C. Perkembangan Kepribadian
Pribadi Yang Berfungsi Utuh (Fully
Functioning Person)
Menurut Rogers tujuan hidup adalah mencapai aktualisasi diri atau memiliki
ciri-ciri kepribadian yang membuat kehidupan menjadi sebaik-baiknya.
Berfungsi penuh menggambarkan individu memakai kapasitas dan bakatnya,
merealisasi potensinya dan bergerak menuju pemahaman yang lengkap mengenai dirinya sendiri dan keseluruhan
pengalamannya. Rogers merinci 5 ciri kepribadian orang yang berfungsi
sepenuhnya, adalah:
a. Terbuka untuk mengalami (openess to
experience), adalah orang yang terbuka untuk mampu mendengar dirinya
sendiri, merasakan secara mendalam pengalaman visceral, sensori, emosional, dan
kognitif dalam dirinya tanpa merasa terancam.
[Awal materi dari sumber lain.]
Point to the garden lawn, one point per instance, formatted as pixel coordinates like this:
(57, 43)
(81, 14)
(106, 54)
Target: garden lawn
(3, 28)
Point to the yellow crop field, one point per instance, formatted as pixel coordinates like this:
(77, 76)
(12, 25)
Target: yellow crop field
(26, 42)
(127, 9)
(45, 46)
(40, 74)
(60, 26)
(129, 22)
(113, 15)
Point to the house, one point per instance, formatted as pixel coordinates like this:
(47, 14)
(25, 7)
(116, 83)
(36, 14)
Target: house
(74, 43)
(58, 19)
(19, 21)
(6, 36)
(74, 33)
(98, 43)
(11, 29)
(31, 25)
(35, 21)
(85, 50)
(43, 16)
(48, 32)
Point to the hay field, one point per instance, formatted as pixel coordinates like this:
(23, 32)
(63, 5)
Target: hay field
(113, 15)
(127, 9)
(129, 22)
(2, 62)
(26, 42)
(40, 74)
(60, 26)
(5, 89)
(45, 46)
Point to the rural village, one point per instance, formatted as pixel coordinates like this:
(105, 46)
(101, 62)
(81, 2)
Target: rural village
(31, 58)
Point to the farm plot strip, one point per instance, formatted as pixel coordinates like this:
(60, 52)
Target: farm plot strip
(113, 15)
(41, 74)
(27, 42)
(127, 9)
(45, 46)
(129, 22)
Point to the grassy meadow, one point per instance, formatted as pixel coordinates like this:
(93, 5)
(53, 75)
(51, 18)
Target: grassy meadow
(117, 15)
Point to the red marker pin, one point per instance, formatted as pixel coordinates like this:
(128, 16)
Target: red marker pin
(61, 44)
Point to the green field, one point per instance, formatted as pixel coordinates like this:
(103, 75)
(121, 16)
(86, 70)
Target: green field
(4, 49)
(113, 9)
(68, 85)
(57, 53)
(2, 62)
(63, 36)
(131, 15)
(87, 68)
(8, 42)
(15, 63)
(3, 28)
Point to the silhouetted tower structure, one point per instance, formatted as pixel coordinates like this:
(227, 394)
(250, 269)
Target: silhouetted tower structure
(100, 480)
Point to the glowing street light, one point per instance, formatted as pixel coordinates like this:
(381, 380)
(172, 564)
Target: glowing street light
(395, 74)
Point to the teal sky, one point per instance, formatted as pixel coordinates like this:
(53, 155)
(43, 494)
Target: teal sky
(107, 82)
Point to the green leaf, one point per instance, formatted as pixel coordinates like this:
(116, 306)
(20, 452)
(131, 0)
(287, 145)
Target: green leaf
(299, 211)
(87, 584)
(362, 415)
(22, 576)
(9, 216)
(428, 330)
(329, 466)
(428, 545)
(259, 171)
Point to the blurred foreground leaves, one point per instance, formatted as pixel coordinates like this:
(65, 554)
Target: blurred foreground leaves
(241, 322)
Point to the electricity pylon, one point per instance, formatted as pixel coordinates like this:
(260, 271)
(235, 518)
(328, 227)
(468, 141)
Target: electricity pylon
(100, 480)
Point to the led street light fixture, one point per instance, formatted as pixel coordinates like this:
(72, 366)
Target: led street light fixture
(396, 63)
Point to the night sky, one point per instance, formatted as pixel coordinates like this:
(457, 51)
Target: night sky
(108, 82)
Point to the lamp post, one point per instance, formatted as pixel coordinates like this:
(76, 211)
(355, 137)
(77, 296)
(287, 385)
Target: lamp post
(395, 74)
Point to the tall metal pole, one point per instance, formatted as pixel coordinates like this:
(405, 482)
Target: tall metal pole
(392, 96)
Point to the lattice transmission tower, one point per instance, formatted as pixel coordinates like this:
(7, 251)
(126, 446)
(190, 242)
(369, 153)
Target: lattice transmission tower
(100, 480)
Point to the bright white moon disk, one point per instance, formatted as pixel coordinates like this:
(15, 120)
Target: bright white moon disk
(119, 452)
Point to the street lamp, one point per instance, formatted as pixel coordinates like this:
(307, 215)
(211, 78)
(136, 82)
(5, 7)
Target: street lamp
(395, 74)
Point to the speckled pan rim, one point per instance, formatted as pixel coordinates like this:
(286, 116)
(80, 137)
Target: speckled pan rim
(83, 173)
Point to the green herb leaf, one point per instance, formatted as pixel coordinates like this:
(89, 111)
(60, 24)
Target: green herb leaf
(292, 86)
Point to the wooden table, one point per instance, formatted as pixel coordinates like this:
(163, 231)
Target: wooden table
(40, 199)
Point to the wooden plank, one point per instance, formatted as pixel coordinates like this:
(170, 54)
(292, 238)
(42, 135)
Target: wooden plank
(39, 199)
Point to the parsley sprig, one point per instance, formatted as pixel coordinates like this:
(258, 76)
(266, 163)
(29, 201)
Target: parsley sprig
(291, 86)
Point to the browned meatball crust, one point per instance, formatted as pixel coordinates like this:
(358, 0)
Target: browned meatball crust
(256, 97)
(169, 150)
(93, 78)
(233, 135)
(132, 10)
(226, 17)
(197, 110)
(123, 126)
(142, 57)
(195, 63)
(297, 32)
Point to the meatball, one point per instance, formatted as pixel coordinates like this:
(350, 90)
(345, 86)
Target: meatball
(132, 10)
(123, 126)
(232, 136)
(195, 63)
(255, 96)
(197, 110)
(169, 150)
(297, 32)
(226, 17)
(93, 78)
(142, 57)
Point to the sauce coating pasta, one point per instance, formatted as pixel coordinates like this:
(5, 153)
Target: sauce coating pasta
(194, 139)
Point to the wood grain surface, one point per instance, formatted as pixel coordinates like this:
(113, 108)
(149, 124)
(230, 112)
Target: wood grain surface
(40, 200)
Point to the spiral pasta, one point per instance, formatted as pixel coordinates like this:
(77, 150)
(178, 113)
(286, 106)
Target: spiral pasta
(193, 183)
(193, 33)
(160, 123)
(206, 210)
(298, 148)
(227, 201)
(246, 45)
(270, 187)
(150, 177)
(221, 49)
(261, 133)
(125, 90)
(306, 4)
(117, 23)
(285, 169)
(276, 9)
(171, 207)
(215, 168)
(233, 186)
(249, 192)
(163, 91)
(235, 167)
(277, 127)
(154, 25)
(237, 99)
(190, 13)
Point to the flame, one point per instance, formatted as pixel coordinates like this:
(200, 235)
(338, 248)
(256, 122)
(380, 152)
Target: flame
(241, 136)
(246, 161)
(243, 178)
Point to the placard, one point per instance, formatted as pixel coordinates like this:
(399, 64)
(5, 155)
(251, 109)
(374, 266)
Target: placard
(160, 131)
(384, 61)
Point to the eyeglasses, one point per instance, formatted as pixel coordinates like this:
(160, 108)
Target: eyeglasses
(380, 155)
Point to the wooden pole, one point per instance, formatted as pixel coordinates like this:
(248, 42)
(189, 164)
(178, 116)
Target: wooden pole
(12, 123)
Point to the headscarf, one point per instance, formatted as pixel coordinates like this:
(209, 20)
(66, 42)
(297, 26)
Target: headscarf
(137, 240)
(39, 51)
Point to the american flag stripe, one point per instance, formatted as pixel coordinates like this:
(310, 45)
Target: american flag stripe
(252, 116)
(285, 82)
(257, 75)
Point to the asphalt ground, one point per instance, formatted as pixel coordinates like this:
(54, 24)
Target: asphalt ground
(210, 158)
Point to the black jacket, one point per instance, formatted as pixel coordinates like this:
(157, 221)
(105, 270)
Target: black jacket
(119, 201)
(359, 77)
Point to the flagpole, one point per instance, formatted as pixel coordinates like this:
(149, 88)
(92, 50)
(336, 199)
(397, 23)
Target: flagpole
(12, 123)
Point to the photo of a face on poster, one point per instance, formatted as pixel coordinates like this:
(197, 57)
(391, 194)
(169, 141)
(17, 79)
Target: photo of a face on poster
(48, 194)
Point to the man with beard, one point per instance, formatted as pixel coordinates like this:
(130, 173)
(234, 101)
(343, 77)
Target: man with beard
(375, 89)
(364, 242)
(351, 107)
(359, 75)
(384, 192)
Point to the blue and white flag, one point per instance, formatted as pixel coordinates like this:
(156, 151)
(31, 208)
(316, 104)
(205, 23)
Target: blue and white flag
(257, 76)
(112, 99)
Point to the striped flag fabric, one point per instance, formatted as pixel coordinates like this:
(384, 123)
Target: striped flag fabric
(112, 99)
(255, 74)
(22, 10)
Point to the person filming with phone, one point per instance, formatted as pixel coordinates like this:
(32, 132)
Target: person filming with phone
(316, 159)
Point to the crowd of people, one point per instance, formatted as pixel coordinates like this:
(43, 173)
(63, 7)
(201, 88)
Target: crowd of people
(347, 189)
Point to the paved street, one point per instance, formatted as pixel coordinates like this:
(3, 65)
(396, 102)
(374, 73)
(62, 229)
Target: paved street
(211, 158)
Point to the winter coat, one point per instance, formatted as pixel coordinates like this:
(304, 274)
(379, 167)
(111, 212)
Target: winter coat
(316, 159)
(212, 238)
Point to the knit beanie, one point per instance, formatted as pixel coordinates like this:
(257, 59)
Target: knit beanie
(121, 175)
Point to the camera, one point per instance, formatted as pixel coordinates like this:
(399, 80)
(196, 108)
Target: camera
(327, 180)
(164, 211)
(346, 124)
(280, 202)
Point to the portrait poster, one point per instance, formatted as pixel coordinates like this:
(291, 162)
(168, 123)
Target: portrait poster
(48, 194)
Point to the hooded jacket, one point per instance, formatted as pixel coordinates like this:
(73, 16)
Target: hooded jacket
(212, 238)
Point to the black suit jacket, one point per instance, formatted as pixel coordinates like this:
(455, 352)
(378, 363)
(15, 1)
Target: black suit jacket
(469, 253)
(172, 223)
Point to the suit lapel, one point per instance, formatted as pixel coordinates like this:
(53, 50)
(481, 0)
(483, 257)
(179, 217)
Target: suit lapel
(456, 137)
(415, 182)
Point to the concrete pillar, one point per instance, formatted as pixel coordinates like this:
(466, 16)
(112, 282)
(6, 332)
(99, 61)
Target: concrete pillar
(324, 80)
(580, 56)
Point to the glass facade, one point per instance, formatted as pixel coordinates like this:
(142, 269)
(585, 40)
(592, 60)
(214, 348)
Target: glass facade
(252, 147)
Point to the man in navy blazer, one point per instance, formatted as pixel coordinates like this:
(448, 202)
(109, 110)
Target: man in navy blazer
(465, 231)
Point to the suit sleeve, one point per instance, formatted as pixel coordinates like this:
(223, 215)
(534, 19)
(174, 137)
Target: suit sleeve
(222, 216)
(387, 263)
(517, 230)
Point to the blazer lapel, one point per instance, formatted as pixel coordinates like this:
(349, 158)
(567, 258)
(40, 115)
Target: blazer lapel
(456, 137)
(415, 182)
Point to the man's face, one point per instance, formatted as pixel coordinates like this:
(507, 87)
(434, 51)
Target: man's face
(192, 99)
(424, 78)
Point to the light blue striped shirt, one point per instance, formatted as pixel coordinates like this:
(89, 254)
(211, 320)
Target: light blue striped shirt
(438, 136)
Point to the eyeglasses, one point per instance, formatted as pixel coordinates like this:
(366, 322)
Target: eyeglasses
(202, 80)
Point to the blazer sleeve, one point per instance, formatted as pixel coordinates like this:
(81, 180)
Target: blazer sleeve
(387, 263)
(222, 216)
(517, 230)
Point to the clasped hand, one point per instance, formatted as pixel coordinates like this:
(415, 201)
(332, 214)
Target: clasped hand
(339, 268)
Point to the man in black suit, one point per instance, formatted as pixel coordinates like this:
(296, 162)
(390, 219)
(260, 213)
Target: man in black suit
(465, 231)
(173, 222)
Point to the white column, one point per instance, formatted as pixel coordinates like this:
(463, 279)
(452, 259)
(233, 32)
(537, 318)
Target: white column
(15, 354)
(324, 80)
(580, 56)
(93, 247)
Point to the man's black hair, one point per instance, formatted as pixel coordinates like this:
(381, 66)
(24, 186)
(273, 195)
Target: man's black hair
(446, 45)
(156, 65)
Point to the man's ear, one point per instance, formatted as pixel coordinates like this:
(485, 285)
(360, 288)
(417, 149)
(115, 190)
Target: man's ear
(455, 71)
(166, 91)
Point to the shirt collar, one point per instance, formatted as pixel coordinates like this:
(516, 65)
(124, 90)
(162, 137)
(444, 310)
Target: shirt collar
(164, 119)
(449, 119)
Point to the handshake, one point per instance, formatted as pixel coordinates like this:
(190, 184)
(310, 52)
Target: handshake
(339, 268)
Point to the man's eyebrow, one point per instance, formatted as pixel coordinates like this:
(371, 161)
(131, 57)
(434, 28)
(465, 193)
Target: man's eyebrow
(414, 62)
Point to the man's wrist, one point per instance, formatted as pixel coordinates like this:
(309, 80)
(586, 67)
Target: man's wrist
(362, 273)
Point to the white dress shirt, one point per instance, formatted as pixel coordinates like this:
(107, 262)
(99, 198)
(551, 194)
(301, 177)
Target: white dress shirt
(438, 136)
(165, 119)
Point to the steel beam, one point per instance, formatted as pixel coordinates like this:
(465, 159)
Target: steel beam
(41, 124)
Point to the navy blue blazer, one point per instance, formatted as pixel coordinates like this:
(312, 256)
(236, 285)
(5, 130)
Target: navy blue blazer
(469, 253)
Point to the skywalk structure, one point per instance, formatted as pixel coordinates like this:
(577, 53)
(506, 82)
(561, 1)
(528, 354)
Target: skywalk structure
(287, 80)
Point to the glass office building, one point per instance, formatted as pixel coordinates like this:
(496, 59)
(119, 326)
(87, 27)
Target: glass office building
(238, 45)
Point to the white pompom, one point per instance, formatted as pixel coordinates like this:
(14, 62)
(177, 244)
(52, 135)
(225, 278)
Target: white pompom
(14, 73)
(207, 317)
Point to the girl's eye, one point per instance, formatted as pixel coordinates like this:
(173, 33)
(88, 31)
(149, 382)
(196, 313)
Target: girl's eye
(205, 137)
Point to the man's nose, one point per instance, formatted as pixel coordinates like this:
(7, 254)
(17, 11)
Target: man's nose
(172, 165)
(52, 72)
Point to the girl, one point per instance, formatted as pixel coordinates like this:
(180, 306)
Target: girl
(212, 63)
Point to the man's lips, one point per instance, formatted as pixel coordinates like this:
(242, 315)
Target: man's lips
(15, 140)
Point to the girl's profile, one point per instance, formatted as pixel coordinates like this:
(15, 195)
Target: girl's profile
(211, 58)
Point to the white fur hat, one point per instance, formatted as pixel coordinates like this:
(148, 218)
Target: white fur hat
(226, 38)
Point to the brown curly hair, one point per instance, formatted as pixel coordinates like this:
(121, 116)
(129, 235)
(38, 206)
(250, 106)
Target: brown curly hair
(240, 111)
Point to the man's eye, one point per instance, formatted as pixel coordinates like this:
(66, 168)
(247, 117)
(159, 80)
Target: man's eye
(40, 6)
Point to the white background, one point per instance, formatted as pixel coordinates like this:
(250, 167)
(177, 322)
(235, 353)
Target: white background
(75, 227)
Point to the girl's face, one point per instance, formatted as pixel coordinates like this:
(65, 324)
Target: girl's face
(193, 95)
Orang yang memiliki sifat ini
adalah kebalikan dari sifat defensif/bertahan.
Orang yang terbuka ini sadar dengan fikiran dan perasaannya secara mendalam
yang semuanya disimbolisasikan tanpa distorsi atau denial.
b. Hidup Menjadi (Existential living),
kecenderungan untuk hidup sepenuhnya dan
seberisi mungkin pada setiap eksistensi. Setiap pengalaman akan dipandang baru
dan unik. Semua pengalaman itu akan
mengembangkan self dan kepribadian.
Orang menjadi fleksibel, adabtabel, toleran dan spontan.
c. Keyakinan organismik (organismic
trusting), orang mengambil keputusan berdasarkan pengalaman organismiknya sendiri, mengerjakan
apa yang dirasanya benar sebagai bukti kompetensi dan keyakinannya untuk
mengarahkan tingkah laku yang memuaskan.
Orang mampu menggunakan perasaannya yang terdalam sebagai sumber utama
untuk membuat keputusan. Kebalikan dari
keyakinan organismik adalah pengambilan keputusan berdasarkan sumebr eksternal
seperti norma sosial, penilaian orang
lain, aturan institusi dan lain sebagainya.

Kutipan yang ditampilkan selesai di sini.